This is a public diary and a public confession. Its the story of Mike Gibbons-Camp, a 30 year old legal aid attorney who on August 23, 2007 weighed in at 392.8 lbs. Thanks to the constant support of my wife, Liz, and a kick in the pants by a good friend who I hadn't talked to for a while, I finally decided that enough was enough. But instead of quietly suffering with my weight, I started my blog, "New Me?"

I did really well for 10 weeks, then it completely fell apart. I was in denial for a long time, thinking I was just slipping up a bit, making a mistake here or there. But the reality was that I had failed.

Since then i've tried just about everything I could to get back on the wagon. And i've done well for a week here, a week there, but nothing lasting. So I don't know what to tell a new reader to my blog, but "welcome, and wish me luck."

Friday, February 8, 2008

getting my whole life in shape

Usually if your computer won't boot up properly, its a problem with the hardware or the operating system. Occasionally though, its the keyboard cable. I've spent a lot of time asking myself why I'm failing at this diet thing. Why i'm breaking all the rules.

I've had a good week this week. And a lot of time to think. And I got to thinking that perhaps the problem wasn't so obvious.
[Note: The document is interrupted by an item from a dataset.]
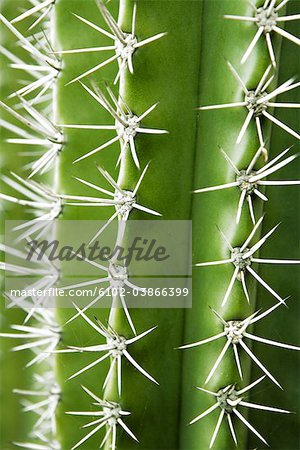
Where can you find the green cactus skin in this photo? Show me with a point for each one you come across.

Maybe all the other stuff that was wrong with my life lately was a cause, not just a symptom.

So i've focused some time an attention to getting things under control at work... And after a lot of effort and some very long days, i'm more on top of my paperwork and organization than I have been in at least a year. This week was also an annual review for me, and it was more positive than I expected. So I'm more happy and less stressed out at work.

More importantly, though less in my control, we had a positive ultrasound on Tuesday. I can admit to myself now that I was extremely worried about that. But everything is good on that front as well.


So now I have more headspace to refocus my efforts on my diet/exercise. I had a workout at the gym this evening (my first in longer than I want to think about), and while I'm feeling extra beat, I'm proud of myself for just getting out there. I wouldn't go so far as to say I'm feeling optimistic, but perhaps just a bit hopeful and excited to get back on the horse at long last.

I think my keyboard is plugged in properly now. Let's try rebooting.

3 comments:

Diana Swallow said...

I was just thinking about you today, wondering how you and your wife were doing and WOW, you posted!!

Nice to hear you've found your way back! Just take it slow and easy and those old healthy habits will come back.

Felicia said...

One foot in front of the other will get you to goal. You can do it!! Glad to see you are getting refocused! Best wishes to you!!

Have a SUPER weekend!
*huggles*
=0)

Hanlie said...

Well done! I am so pleased that your keyboard is plugged in! You're worth it!